En outre, la perception de la corruption peut avoir des répercussions économiques significatives. Les investisseurs étrangers sont souvent réticents à s’engager dans des environnements où la corruption est endémique. Le Botswana, en revanche, attire des investissements en raison de son cadre transparent et de sa gouvernance efficace. Le Gabon, s’il ne parvient pas à établir des mécanismes de contrôle robustes, risque de voir ses opportunités économiques diminuer, limitant ainsi son potentiel de développement.
Les États-Unis, un modèle à part
Par ailleurs, le modèle du régime présidentiel des États-Unis n’est pas applicable à un pays comme le Gabon. Les États-Unis est un pays composé de plusieurs États dits fédéraux dirigés par des gouverneurs élus et pas nommés par le président. Pour la petite histoire, les pays d’Amérique latine qui ont adopté le régime présidentiel ont fini dans une instabilité politique sans précédent, avec des coups d’Etat ou révolutions comme seule réponse aux changements de pouvoirs.
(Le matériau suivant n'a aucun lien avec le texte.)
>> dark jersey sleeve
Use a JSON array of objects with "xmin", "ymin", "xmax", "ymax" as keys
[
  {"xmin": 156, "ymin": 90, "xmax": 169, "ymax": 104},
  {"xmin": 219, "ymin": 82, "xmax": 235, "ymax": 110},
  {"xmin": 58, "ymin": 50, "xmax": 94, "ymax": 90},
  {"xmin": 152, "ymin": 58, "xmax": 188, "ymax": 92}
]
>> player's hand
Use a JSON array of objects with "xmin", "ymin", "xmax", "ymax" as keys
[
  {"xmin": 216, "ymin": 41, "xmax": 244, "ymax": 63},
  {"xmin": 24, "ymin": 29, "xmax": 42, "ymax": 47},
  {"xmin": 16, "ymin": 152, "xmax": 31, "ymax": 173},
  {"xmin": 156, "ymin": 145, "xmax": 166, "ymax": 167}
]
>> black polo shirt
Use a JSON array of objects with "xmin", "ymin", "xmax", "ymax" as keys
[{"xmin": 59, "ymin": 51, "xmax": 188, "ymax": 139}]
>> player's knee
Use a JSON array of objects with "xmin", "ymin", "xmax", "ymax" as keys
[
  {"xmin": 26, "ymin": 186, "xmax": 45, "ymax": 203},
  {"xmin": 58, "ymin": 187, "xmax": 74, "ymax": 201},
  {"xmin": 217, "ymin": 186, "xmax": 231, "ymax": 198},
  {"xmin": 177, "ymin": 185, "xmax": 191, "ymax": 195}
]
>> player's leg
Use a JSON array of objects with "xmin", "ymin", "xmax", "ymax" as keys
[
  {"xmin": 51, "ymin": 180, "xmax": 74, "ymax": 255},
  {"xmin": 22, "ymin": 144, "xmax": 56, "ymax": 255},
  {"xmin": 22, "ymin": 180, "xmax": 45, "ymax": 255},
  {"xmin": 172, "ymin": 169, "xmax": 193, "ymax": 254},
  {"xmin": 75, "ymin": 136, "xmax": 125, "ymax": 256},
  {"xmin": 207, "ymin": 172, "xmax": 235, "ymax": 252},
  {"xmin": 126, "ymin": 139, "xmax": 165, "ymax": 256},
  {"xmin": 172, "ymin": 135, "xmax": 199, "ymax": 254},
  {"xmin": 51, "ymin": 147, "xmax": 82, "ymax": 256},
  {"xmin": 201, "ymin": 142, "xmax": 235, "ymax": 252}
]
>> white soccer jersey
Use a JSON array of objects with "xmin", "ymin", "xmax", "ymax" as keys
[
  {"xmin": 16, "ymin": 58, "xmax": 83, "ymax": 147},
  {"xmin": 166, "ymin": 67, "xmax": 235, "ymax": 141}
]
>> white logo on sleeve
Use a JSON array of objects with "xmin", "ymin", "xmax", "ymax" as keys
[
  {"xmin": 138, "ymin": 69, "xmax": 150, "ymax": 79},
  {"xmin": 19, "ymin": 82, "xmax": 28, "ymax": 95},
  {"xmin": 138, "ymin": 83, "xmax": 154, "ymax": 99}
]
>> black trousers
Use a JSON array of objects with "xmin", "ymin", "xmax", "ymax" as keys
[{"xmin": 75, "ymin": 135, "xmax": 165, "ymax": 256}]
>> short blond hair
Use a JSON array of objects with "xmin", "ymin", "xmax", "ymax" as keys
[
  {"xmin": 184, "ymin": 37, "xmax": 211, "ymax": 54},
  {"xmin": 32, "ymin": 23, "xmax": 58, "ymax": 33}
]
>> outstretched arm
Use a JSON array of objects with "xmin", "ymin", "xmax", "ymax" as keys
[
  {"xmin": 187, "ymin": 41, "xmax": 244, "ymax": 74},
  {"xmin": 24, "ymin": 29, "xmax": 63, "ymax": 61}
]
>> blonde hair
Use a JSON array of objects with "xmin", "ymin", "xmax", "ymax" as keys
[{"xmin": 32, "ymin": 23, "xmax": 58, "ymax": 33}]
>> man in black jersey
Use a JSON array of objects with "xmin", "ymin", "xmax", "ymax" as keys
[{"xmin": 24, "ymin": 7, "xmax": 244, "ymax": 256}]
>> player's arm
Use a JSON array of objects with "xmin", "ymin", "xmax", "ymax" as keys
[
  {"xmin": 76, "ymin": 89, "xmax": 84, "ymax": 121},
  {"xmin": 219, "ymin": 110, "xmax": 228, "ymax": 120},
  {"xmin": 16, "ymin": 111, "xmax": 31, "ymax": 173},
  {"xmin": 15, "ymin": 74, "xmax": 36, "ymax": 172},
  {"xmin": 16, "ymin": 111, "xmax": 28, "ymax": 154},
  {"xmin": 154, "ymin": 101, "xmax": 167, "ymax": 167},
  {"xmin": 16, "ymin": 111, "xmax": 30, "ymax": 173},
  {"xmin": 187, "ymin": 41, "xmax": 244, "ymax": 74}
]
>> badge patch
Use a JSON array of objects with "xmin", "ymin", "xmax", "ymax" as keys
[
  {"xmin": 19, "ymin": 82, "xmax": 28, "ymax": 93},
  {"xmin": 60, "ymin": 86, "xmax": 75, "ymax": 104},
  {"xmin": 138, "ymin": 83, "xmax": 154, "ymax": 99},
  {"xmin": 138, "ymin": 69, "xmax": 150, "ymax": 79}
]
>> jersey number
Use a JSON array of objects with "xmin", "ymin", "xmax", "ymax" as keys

Selon le constitutionnaliste Boris Mirkine-Guetzévitch, le régime présidentiel est la raison fondamentale des dictatures dans les pays qui ont voulu imiter les États-Unis. « Nous considérons le régime présidentiel, ou plutôt la transformation inévitable de ce régime en dictature comme une des causes principales de l’épidémie dictatoriale qui sévit en Amérique latine », déclarait-il en 1963.
Nécessité d’une réelle séparation des pouvoirs
Dès lors, le projet de constitution gabonais, qui prône une séparation des pouvoirs exécutif, parlementaire et judiciaire, soulève des interrogations quant à sa mise en œuvre effective. Alors que le texte constitutionnel évoque des principes démocratiques, la réalité de la concentration des pouvoirs semble contredire ces idéaux. L’exemple du Sénégal, où des institutions solides garantissent l’application des lois et la lutte contre la corruption, montre qu’une séparation véritable des pouvoirs est essentielle pour ancrer la démocratie et favoriser la responsabilité.
La centralisation du pouvoir pourrait réduire les possibilités d’engagement citoyen, nuisant ainsi aux efforts de lutte contre la corruption. Pour instaurer un climat de confiance et de transparence, le Gabon doit envisager une refonte de son modèle de gouvernance, visant à favoriser la responsabilité, la participation citoyenne et la séparation des pouvoirs.